Despite the repeated assurances that TikTok’s parent company, the China-based ByteDance, isn’t checking out data collected about users in the U.S. and Europe, it looks like the company absolutely does and can.
According a report from The Guardian on Wednesday, TikTok’s head of privacy in Europe, Elaine Fox, told employees: « Based on a demonstrated need to do their job, subject to a series of robust security controls and approval protocols, and by way of methods that are recognized [sp] under the GDPR, we allow certain employees within our corporate group located in Brazil, Canada, China, Israel, Japan, Malaysia, Philippines, Singapore, South Korea, and the United States, remote access to TikTok European user data. »

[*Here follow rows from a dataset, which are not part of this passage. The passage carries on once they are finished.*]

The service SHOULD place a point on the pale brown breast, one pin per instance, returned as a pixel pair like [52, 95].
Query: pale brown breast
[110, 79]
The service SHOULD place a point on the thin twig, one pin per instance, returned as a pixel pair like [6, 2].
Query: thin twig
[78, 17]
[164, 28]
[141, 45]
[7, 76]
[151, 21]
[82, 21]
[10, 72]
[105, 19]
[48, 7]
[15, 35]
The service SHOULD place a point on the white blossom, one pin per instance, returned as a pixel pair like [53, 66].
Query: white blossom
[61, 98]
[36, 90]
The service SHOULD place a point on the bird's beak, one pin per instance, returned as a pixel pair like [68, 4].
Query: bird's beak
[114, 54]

We already knew that TikTok employees based in China can see U.S. data. On July 1, TikTok confirmed that employees based in China are able to access U.S. user data through « approval protocols. » According to the New York Times, TikTok CEO Shou Zi Chew provided details about how it plans to keep data about its American users separate from ByteDance, its Chinese parent company, in a letter to nine Republican senators. In that letter, he noted that ByteDance employees in China were able to access TikTok data only through “subject to a series of robust cybersecurity controls and authorization approval protocols overseen by our U.S.-based security team.” Chew added, “We know we are among the most scrutinized platforms from a security standpoint, and we aim to remove any doubt about the security of U.S. user data. »

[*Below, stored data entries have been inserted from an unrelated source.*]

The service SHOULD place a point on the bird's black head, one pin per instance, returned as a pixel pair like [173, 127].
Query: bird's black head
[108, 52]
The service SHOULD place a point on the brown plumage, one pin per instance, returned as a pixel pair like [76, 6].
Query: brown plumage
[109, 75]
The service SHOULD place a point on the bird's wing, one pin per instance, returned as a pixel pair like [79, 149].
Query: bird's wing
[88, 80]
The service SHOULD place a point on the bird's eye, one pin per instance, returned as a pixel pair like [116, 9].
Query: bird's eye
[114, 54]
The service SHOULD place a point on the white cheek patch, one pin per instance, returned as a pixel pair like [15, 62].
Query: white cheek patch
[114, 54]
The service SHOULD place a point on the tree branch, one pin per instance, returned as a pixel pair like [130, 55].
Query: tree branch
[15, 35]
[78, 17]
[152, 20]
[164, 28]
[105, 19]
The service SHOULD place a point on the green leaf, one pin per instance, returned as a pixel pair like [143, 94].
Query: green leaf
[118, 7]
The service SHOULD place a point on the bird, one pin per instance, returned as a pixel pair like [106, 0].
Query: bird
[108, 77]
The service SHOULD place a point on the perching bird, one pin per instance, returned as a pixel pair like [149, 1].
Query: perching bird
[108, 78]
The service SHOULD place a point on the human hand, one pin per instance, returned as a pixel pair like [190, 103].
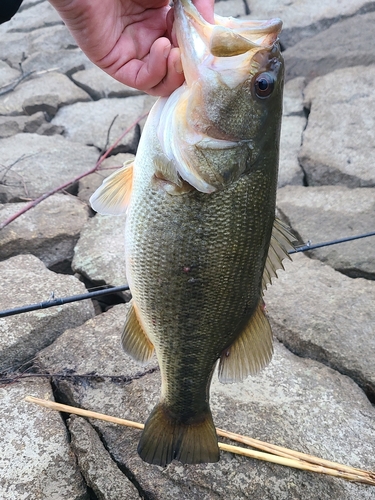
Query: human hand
[129, 39]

The nine Republican senators write to TikTok with questions about its practices after a Jun. 17 from BuzzFeed News in which they reviewed recordings containing over a dozen separate statements from nine different TikTok employees showed that engineers in China had access to U.S. data from at least September 2021 through January 2022. One member of TikTok’s Trust and Safety department said, in September 2021, that « everything is seen in China, » according to BuzzFeed News. Apparently, there’s even one Beijing-based engineer who « has access to everything » — they call them a « Master Admin. »
That means former President Donald Trump may have been correct in his assessment of the app when he said in an August 2020 executive order that TikTok’s « data collection threatens to allow » China to « access to Americans’ personal and proprietary information. » TikTok repeatedly said it has never and would never share U.S. user data with the Chinese government.

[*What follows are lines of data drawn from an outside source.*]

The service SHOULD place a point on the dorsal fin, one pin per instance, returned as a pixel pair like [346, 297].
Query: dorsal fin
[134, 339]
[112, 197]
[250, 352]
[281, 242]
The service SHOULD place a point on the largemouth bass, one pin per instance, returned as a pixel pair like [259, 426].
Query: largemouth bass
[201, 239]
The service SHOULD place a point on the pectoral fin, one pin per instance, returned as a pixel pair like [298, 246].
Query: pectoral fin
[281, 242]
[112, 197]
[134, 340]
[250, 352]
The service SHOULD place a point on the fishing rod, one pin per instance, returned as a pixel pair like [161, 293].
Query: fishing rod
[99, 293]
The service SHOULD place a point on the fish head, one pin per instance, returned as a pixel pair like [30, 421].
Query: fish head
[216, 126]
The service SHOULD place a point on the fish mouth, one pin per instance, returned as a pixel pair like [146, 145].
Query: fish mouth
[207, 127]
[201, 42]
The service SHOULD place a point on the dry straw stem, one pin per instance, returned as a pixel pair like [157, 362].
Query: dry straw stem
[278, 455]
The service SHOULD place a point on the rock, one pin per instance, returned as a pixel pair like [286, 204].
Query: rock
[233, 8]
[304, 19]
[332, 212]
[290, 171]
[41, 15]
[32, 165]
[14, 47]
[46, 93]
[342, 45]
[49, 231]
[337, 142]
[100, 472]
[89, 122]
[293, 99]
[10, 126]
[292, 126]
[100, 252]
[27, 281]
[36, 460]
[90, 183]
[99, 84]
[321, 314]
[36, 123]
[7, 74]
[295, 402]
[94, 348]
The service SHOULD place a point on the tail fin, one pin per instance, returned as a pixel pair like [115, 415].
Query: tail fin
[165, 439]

In response to BuzzFeed News’ investigation, a TikTok spokesperson said the app is « among the most scrutinized platforms from a security standpoint » and that it plans to « remove any doubt about the security of U.S. user data. »
TikTok has already come under fire for its data collection, and this is just another step in yet another app collecting information on its users and doing whatever it pleases with it. It seems being online in 2022 is becoming more and more difficult to do while maintaining some semblance of privacy and data autonomy.